At home in the summer of 2006, England kept the 5-1-4 formula for the first test, where they should have won but couldn't push it over the line. They won the second test, lost the third.
The side was feeling unbalanced by this stage - England had lost Giles to injury, so lacked a decent number eight batsman to make up for Flintoff's weakness at six. They had discovered in Monty Panesar a spin bowler who was much better than Giles - England's batting was forever weak.
Then Flintoff fell injured and England resorted to a 6-1-4 formula for the series against Pakistan - which they won handsomely 3-0. Rather it was 2-0 with one victory due to forfeit. But still, it was a good result.
England's team in many ways looked stronger than that 2005 line up: Pietersen, Trescothick and Strauss were still there; Bell and Collingwood had flowered, Cook had emerged; Harmison and Hoggard were still potent, Mahmood/Anderson offered good support; Jones had been replaced by a genuinely talented keeper in Chris Read, and Giles by a decent spinner in Panesar.
England had reason to believe they had the players to ensure a tough Ashes defence.
That is, until Flintoff recovered from injury.
Now Flintoff could have been slotted in at number seven, replacing Mahmood or Anderson, meaning England had a devastating counter-attack option available at seven - like Australia had with Gilchrist.
But Fletcher was wedded to the idea of a five man attack so the bowlers could rest and wouldn't have to work hard.
This meant the team had to be completely restructured. If Flintoff played at six, then the English tail essentially started from there, which meant the batting quality of the lower order had to be boosted.

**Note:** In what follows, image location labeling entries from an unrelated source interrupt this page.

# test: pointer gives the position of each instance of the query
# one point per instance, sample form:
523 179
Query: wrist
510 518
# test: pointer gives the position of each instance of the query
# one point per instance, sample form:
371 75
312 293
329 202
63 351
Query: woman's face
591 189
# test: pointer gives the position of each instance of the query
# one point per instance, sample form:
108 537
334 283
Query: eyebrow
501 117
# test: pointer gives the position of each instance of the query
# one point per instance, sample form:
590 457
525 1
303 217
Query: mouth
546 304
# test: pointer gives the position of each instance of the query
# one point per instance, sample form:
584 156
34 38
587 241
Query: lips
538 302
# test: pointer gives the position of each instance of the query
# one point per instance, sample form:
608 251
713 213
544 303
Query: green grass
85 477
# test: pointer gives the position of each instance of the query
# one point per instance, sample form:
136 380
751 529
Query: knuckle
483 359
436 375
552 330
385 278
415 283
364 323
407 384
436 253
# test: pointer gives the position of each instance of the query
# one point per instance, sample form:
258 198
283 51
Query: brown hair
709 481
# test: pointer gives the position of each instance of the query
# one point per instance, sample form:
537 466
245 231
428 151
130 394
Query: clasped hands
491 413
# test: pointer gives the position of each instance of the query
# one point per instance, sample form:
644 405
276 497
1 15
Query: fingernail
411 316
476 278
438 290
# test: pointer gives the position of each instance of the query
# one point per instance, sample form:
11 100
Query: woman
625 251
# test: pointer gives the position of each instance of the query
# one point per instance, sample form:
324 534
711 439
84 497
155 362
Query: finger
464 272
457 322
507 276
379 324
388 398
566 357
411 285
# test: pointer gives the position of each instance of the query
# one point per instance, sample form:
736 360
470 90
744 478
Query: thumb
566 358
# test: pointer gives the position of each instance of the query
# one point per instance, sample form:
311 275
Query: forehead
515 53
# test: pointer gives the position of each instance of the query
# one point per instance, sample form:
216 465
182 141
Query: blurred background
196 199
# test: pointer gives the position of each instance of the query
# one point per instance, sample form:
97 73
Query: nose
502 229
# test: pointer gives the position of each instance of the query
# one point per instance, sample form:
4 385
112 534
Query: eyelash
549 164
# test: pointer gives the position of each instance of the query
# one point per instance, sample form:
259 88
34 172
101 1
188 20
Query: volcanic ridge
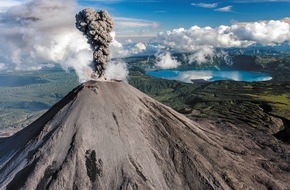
109 135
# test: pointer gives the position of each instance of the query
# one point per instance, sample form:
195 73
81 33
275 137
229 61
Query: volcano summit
109 135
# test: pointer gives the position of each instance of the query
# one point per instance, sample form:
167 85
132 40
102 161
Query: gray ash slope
109 135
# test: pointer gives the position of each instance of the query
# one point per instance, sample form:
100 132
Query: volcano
109 135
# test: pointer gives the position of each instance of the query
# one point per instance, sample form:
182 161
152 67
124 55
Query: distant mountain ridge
109 135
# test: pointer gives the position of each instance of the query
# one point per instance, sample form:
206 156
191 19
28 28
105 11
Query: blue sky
35 32
169 14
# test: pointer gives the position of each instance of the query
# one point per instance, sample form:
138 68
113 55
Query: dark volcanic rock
108 135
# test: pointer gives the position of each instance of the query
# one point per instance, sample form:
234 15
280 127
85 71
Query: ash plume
96 26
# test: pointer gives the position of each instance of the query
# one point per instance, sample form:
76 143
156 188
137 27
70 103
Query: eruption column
96 26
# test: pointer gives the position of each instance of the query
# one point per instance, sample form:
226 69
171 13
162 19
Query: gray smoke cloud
96 26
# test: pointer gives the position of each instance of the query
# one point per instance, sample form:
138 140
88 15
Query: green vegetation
22 104
244 104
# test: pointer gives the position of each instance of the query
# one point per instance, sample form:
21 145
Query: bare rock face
108 135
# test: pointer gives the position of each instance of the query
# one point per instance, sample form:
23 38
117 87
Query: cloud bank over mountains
32 37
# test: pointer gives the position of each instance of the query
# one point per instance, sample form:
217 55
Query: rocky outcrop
108 135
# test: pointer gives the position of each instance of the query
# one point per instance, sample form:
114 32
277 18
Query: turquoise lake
209 75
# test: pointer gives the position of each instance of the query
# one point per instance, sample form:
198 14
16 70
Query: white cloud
140 46
165 61
205 5
133 22
202 41
225 9
7 4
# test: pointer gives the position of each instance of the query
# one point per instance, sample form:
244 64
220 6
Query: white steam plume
32 37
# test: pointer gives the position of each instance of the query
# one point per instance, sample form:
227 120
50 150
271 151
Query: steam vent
109 135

So Panesar was dropped for Giles, a lesser bowler but better batter, and Read made way for Jones, a worse keeper but better batsman.
England's first test team thus had Flintoff at six, a third rate keeper who cost England a lot of runs by dropping balls at seven, a mediocre bowler at eight. Fletcher was trying to repeat the past. Only this time England were slaughtered. Giles and Jones got their little "useful tallies" in the second innings but not enough to stop the onslaught.

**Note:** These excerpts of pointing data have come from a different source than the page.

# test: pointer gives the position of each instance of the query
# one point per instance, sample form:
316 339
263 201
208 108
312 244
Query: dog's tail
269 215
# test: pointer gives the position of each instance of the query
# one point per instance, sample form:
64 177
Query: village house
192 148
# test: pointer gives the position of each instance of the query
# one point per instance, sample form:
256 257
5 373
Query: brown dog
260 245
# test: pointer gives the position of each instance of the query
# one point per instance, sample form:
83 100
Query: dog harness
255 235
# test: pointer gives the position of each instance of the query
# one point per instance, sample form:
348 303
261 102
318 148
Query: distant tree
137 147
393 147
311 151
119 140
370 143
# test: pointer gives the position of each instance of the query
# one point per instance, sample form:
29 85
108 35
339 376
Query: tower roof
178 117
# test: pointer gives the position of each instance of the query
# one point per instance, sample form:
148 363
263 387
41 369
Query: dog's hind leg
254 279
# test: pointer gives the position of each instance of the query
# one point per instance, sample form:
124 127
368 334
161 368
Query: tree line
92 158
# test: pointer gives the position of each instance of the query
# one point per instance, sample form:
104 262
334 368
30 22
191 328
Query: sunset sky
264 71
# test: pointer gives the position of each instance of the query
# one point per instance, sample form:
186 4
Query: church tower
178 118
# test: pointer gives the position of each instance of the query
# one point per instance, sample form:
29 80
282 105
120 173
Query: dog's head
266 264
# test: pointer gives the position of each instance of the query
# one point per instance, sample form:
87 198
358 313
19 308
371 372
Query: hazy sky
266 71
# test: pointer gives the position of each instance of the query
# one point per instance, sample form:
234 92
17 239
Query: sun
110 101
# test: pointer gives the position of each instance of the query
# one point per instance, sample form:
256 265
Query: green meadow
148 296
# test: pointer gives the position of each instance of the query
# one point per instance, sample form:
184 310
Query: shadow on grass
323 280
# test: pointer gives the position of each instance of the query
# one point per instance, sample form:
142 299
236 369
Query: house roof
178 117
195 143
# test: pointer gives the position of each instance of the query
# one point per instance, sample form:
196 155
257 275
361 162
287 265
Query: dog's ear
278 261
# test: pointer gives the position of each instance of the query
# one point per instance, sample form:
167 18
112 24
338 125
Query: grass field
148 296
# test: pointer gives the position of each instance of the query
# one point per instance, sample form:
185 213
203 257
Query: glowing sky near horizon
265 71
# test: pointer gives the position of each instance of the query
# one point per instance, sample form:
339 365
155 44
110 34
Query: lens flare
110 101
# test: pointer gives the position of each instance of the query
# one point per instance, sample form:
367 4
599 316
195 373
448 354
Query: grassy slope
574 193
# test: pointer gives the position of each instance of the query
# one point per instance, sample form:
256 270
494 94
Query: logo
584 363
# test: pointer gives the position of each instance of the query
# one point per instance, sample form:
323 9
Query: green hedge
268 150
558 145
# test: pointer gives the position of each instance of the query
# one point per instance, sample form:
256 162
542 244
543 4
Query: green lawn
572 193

England managed to lose the second test despite declaring at 6-551 in the first innings. The batting was weak and collapsed horridly in their second dig, and the much vaunted five man attack couldn't stop Australia's batters from piling on the runs.
Changes were made for the third test, with Panesar being brought in for Giles and promptly taking eight wickets, but England still used the 5-1-1-4 combo and still got thrashed. They dropped Jones for Read in the fourth test but still kept Flintoff at six and were beaten. Ditto in the fifth test.

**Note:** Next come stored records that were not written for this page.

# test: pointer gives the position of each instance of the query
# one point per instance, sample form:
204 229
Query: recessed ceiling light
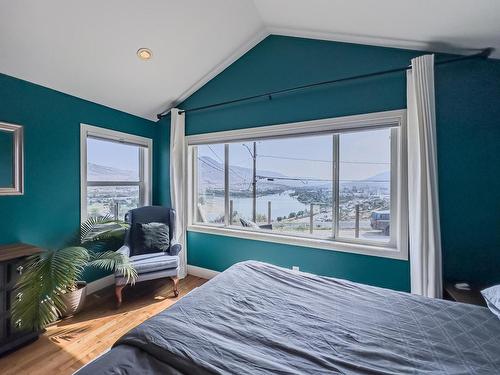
144 53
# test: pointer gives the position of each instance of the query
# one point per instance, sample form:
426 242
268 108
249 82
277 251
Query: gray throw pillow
156 237
492 298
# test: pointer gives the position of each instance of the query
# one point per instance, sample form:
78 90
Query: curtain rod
485 53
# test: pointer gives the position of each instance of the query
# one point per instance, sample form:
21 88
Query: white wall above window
337 184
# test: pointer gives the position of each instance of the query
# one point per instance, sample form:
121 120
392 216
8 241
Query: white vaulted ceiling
88 48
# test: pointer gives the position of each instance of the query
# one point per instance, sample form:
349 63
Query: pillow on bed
492 297
155 237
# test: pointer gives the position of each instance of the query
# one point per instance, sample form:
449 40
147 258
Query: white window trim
113 135
396 118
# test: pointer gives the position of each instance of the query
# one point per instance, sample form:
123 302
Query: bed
256 318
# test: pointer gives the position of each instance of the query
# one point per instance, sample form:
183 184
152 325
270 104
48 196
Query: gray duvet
256 318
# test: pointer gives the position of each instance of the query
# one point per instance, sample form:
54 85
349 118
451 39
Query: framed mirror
11 159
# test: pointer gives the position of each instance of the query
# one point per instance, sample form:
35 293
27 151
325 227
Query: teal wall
468 94
49 211
6 159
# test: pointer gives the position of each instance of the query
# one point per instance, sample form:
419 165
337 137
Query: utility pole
254 183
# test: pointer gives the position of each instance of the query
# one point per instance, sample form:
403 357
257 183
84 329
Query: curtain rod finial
487 52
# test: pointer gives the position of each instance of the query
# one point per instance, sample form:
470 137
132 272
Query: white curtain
178 182
424 229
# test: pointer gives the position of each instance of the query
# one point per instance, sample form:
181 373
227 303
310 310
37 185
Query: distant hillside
211 174
96 172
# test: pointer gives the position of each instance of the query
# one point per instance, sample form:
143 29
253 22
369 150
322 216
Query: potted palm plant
51 288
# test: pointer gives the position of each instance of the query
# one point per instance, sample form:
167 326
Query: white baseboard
204 273
99 284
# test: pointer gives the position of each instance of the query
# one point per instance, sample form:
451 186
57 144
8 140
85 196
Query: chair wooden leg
175 279
118 294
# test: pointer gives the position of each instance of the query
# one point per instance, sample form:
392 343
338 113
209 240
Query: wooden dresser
12 260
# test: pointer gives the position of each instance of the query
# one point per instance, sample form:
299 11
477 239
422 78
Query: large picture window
336 184
116 175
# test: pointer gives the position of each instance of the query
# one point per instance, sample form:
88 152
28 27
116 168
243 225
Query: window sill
356 248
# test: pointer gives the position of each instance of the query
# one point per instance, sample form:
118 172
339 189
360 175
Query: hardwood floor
69 344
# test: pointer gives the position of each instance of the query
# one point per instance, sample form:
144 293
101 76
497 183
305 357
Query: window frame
145 163
396 248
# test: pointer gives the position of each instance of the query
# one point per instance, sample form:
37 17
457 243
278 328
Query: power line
316 179
323 160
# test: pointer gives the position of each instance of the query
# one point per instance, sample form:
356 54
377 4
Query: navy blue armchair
149 263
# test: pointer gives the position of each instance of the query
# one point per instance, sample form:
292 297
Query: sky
362 155
113 154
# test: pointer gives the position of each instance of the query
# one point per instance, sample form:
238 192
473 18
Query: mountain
211 174
96 172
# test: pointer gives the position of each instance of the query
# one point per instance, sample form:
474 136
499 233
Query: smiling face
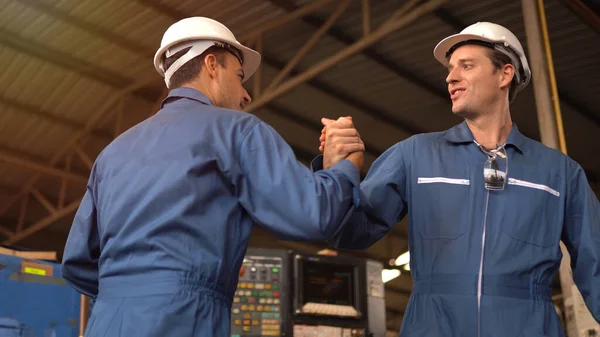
474 83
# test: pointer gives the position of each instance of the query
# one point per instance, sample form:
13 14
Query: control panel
260 295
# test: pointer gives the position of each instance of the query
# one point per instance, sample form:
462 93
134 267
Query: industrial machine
35 300
287 293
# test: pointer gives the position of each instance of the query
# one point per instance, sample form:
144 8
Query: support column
578 318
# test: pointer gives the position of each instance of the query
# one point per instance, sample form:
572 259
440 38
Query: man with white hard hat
161 232
487 206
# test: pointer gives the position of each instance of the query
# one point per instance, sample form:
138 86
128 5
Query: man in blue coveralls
161 232
487 206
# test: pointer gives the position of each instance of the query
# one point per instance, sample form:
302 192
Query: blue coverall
459 231
160 235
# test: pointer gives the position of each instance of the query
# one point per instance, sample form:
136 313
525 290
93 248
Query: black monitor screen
328 283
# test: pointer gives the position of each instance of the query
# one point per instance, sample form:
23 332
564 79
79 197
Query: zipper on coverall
480 275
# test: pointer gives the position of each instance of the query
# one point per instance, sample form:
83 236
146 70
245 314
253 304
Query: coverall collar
462 134
186 92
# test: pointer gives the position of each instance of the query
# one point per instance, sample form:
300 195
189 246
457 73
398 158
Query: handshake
340 140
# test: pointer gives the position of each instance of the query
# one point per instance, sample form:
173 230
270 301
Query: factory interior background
76 74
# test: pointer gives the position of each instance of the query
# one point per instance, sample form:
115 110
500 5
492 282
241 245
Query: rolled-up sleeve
284 196
581 236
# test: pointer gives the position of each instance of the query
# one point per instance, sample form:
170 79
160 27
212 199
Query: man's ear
210 64
508 72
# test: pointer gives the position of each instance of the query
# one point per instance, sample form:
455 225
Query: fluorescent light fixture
389 274
403 259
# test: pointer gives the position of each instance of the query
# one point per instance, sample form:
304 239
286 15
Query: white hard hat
491 35
201 33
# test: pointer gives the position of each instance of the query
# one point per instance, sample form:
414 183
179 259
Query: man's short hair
499 59
191 69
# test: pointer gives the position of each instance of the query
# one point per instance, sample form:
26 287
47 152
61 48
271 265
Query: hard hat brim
252 58
439 52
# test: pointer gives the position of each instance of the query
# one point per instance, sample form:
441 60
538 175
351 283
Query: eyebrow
460 61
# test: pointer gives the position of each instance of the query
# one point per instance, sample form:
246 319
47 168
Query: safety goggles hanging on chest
495 169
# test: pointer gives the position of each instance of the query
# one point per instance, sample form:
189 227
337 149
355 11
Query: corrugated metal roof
64 59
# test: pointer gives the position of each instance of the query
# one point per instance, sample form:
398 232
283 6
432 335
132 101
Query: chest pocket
536 215
442 205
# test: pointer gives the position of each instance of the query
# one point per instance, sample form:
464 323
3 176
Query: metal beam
43 223
350 100
70 63
48 116
395 22
369 53
587 11
39 167
65 16
104 111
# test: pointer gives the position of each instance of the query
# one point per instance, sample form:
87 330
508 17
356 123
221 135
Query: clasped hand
340 140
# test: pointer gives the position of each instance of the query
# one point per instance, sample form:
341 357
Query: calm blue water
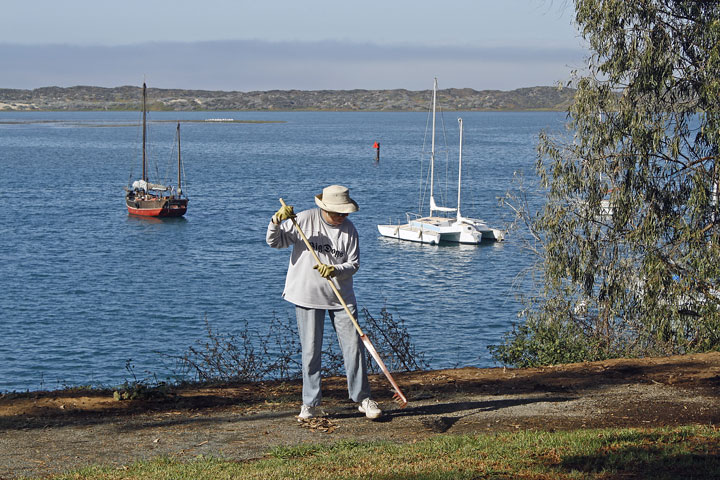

It was an insanity that was barely commented on at the time. Flintoff was clearly not up to batting in the top six, but Fletcher insisted on doing it anyway - as a result he dickered with the rest of the team with disastrous results.
In hindsight the best thing for England would have been if Flintoff had been injured. Strauss was a good captain and would later take England to being the number one team in the world (without an all rounder). But since he was available to play they should have used Joyce at six, Flintoff at seven and used Read and Panesar all summer.
I still think Australia would have won (they were playing at home, their hunger was too great) but it wouldn't have been 5-0.
(Incidentally after the Ashes, Flintoff became injured, England used the 6-1-4 formation and beat the West Indies 3-0. They did lose 1-0 to India and Sri Lanka though.)